Kemudian pada 1 hingga 28 maret tahun 2015 naik lagi, pada tahun 2016 turun kembali dan masuk awal 2017 jokowi kembali menaikan harga pertalite, pertamax dan dexlite, masing-masing Rp 300 per liter.
Begitupun 2018 dan 2019 di masa pesta demokrasi PEMILU, Menteri ESDM menyampaikan, sesuai dengan arahan presiden, keputusan untuk tidak menaikan harga listrik dan BBM ini diambil untuk menjaga daya beli masyarakat.
Sampai pada tahun 2022 ini diketahui bahwasannya presiden akan menaikan harga BBM jenis pertalite dan solar dengan alasan APBN Indonesia sudah tidak kuat mensubsidi BBM jenis pertalite dan solar tersebut.
“Selain menyebut Jokowi gagal, isu yang disuarakan ini dinilai akan memberatkan perekonomian masyarakat.

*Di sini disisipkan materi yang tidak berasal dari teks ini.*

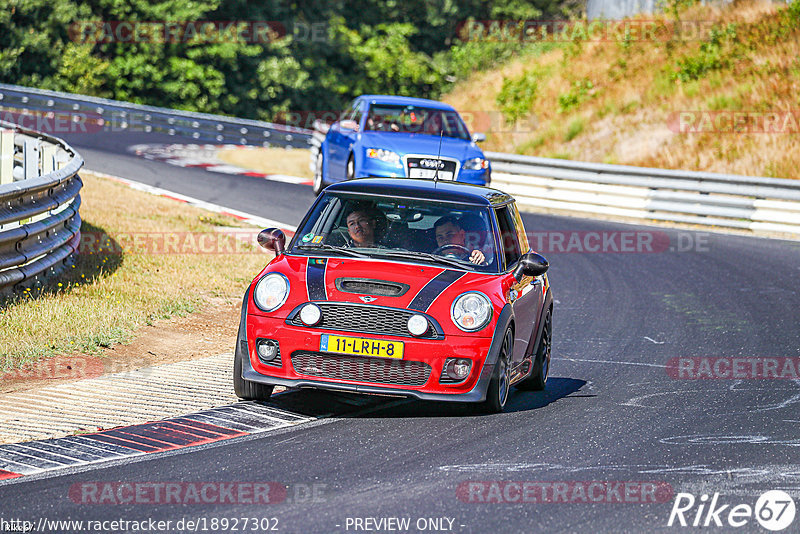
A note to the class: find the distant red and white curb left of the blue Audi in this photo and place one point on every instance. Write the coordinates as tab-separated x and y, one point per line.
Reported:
205	157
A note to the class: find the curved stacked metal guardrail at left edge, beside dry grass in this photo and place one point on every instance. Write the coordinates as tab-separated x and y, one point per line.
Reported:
39	202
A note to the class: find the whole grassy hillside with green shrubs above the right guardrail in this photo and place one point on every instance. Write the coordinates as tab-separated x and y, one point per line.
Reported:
623	100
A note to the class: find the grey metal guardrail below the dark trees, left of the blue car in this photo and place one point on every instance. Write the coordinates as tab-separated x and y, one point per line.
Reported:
117	116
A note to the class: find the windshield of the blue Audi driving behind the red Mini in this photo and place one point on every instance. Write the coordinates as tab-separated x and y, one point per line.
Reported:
414	119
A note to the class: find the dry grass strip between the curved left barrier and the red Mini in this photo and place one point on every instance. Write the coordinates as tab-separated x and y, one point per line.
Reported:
105	297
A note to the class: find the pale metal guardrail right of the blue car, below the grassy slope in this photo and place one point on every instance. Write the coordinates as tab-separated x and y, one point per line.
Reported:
730	201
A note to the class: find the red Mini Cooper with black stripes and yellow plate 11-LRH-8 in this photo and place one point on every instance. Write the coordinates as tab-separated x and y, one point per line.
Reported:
415	288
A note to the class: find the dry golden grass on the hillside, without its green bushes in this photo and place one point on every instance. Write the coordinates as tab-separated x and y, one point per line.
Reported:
634	93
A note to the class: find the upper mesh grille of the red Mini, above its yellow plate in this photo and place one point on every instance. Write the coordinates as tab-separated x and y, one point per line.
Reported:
366	319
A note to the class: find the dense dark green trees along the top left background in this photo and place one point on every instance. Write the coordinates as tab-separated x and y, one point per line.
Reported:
328	53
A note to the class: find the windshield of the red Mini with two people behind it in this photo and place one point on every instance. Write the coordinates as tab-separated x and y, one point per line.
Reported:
416	230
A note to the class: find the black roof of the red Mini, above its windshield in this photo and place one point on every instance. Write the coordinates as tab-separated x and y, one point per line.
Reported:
446	191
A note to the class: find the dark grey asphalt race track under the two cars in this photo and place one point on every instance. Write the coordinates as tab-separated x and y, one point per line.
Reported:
611	411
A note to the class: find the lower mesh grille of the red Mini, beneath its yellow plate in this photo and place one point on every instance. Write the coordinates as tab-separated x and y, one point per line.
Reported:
360	369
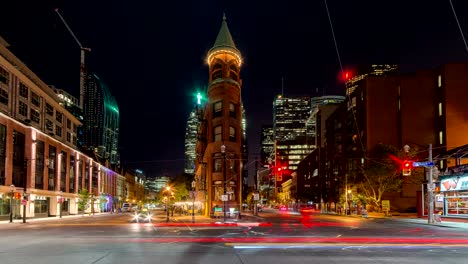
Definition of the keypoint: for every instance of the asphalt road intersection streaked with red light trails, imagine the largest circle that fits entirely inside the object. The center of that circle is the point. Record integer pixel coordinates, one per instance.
(289, 239)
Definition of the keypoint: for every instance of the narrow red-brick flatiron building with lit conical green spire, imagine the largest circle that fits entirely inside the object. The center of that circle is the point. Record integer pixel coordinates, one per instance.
(221, 131)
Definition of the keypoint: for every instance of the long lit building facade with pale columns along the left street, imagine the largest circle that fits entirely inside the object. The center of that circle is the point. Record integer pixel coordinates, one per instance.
(39, 158)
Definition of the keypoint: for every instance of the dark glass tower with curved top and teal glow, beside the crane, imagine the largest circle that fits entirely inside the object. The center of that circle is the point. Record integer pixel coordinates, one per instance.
(101, 121)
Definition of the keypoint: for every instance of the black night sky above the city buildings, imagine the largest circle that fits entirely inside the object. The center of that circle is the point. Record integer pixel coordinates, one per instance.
(152, 54)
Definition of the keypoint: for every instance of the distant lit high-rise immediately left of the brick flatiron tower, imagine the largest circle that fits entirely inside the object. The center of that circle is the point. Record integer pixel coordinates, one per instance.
(191, 132)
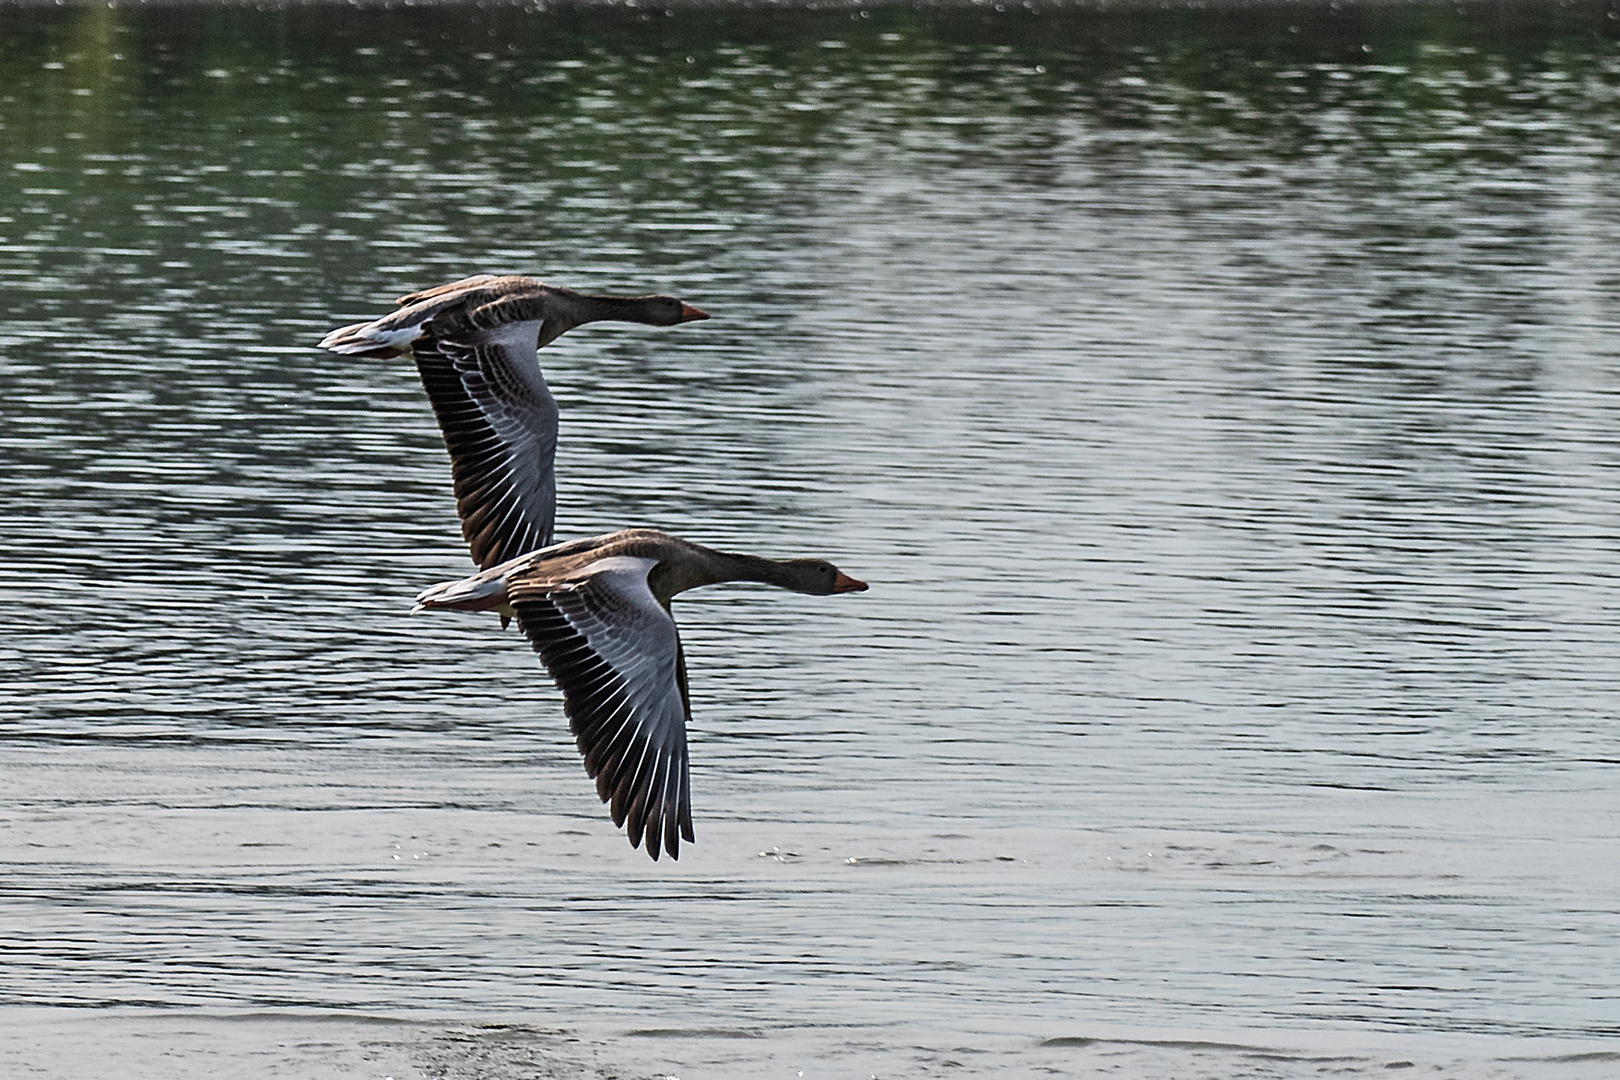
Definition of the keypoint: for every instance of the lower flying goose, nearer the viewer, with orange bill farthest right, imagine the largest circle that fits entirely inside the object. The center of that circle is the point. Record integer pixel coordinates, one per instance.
(597, 613)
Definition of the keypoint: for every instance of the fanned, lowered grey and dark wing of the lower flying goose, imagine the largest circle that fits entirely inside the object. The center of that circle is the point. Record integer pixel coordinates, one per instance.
(616, 657)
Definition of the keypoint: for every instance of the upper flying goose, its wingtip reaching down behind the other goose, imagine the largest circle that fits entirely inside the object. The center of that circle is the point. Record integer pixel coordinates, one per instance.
(475, 344)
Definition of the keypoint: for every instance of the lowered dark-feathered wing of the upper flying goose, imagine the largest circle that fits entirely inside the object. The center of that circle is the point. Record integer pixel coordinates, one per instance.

Di tengah kondisi pandemi yang masih belum sepenuhnya pulih, kenaikan harga dirasa akan semakin membelit masyarakat pada situasi sulit” terangnya.
Ahmad juga menyampaikan harusnya Pemerintah sebagai pemegang saham utama perusahaan energi yang kepemilikannya 100% dimiliki oleh Negara melalui BUMN mampu menjamin Kesejahteraan Rakyatnya sesuai dengan amanat Undang-Undang Republik Indonesia Nomor 11 Tahun 2009 tentang Kesejahteraan Sosial.

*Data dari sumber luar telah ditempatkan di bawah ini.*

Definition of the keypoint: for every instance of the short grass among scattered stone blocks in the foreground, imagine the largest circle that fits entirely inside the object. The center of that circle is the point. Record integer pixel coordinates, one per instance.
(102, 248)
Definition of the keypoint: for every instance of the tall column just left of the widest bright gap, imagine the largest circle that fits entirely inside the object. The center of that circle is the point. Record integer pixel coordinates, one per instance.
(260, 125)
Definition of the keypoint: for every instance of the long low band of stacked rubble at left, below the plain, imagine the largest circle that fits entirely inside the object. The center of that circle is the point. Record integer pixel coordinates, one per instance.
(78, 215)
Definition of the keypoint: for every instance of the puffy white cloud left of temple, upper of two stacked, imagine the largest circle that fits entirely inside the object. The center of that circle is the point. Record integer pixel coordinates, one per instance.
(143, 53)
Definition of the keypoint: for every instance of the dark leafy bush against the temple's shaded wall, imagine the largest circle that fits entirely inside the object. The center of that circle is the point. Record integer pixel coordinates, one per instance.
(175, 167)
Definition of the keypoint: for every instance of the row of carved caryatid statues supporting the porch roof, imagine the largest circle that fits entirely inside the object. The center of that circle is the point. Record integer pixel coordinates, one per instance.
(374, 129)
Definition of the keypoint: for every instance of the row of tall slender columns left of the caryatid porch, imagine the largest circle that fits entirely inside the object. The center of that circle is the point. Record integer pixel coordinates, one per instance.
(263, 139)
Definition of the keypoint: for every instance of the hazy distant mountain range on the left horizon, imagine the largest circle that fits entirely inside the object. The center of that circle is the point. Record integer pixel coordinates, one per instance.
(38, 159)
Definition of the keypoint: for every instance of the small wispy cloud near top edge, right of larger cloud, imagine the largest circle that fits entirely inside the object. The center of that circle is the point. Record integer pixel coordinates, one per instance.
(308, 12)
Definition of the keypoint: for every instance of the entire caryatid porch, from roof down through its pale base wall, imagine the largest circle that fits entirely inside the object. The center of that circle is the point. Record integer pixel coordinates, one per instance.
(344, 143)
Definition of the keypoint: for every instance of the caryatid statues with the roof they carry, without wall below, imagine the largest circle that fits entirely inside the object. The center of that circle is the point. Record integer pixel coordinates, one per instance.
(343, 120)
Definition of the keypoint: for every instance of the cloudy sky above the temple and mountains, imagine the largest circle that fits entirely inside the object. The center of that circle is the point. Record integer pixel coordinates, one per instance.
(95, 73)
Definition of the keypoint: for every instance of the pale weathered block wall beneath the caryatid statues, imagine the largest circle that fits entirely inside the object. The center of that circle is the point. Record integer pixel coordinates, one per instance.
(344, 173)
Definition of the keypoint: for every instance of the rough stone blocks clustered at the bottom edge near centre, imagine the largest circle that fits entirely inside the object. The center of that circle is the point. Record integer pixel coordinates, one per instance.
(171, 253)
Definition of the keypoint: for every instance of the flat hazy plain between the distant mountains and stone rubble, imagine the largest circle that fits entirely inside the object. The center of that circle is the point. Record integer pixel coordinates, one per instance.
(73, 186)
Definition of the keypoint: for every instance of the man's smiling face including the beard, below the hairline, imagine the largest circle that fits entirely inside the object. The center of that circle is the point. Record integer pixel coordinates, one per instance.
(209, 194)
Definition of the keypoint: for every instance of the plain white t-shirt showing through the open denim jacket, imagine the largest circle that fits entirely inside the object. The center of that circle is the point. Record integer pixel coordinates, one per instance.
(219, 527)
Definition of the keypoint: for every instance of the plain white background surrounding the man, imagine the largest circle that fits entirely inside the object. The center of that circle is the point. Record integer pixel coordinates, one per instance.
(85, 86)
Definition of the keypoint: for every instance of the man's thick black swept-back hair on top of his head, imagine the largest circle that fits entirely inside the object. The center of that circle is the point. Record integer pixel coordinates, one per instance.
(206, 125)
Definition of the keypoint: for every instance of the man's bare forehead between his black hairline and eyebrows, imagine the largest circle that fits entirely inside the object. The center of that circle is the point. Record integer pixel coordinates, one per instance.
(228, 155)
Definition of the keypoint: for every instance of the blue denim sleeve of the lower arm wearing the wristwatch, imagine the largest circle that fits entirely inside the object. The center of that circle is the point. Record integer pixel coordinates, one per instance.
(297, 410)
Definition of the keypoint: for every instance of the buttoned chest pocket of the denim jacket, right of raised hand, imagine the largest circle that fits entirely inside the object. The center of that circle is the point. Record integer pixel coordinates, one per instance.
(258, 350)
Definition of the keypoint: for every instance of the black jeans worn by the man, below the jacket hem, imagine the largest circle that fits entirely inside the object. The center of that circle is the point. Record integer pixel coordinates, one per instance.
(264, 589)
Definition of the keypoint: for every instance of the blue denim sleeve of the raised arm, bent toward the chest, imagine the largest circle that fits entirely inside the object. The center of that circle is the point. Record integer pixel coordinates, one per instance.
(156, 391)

Apabila melihat kondisi Negara saat ini, kata Ahmad, Pemerintah seharusnya mempertimbangkan beberapa hal terkait kenaikan Harga BBM. Dimana alasan kenaikan BBM akan berpengaruh pada pengelolaan APBN.
Hal ini, menurut dia, merupakan tanggung jawab pemerintah yang menjalankan roda pemerintahan guna menjamin penyelenggaraan kesejahteran sosial tetap terjaga.

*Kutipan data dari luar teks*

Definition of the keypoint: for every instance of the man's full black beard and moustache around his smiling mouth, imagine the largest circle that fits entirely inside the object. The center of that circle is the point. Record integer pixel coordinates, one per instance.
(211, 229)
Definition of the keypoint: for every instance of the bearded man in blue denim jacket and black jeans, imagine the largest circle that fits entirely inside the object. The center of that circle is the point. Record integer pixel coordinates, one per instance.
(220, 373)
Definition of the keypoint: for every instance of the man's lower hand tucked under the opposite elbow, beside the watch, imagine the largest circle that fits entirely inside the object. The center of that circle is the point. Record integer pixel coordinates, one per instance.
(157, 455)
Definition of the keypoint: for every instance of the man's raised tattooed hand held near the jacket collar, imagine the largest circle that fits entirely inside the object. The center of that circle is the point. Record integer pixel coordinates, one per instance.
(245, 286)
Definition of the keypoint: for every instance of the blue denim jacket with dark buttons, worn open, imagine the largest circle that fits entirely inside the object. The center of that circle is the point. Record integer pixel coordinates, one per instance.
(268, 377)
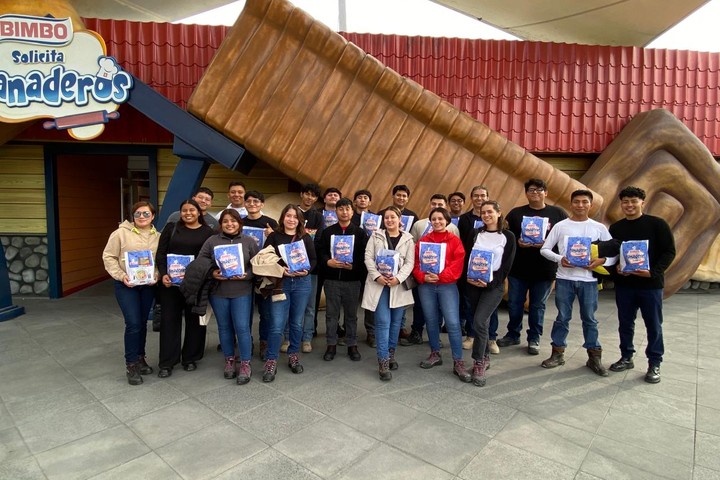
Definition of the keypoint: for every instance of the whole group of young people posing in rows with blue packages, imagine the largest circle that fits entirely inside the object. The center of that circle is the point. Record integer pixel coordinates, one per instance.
(287, 299)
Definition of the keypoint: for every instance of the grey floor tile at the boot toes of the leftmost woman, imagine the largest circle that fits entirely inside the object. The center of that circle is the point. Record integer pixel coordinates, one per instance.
(142, 399)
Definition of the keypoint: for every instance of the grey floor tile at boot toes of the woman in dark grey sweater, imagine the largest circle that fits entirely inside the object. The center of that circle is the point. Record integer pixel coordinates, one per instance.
(232, 399)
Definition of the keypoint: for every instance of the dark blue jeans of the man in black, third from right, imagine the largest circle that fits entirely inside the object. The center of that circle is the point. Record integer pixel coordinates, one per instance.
(539, 292)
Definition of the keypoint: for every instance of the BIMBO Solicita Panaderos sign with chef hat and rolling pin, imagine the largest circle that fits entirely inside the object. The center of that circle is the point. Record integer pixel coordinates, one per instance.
(48, 70)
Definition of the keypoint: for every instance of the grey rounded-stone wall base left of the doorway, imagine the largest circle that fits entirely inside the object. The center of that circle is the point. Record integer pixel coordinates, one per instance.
(26, 257)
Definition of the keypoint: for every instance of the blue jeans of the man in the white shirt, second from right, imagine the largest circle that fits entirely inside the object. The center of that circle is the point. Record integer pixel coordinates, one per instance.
(565, 293)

“Jika harga jual pertalite tembus Rp 10.000 per liter, kontribusi terhadap inflasi diperkirakan mencapai 0,9% sehingga inflasi tahun berjalan dikhawatirkan bisa mencapai 6,2%. Dengan inflasi sebesar itu akan memperpuruk daya beli dan konsumsi masyarakat, sehingga akan menurunkan pertumbuhhan ekonomi yang sudah mencapai 5,4%” terangnya.
Mestinya lanjut Ahmad pemerintah fokus pada pembatasan BBM bersubsidi yang sekitar 60% penyaluran tidak tepat sasaran. Aplikasi MYpertamina tidak akan efektif membatasi konsumsi BBM agar tepat sasaran, bahkan menimbulkan ketidakadilan bagi yang berhak menggunakan BBM subsidi sebab masih banyak masyarakat kelas bawah yang tidak memiliki fasilitas itu.
“Pepres Nomor 69 Tahun 2021 Tentang Penyediaan, Pendistribusian dan Harga Jual Eceran BBM dalam Pasal 14 ayat (8) dijelaskan bahwa menteri dapat menetapkan harga jual eceran jenis BBM tertentu dan jenis BBM khusus penugasan berbeda dengan perhitungan dengan mempertimbangkan salah satunya adalah kemampuan daya beli masyarakat atau ekonomi riil dan sosial masyarakat” ungkapnya.
“Olehnya, melalui ini kami Lingkar Studi Aksi dan Demokrasi Indonesia, mewakili suara rakyat Indonesia khususnya Sulawesi Tengah yang risau akibat wacana kenaikan harga BBM ini menegaskan menolak kenaikan harga BBM” tegasnya.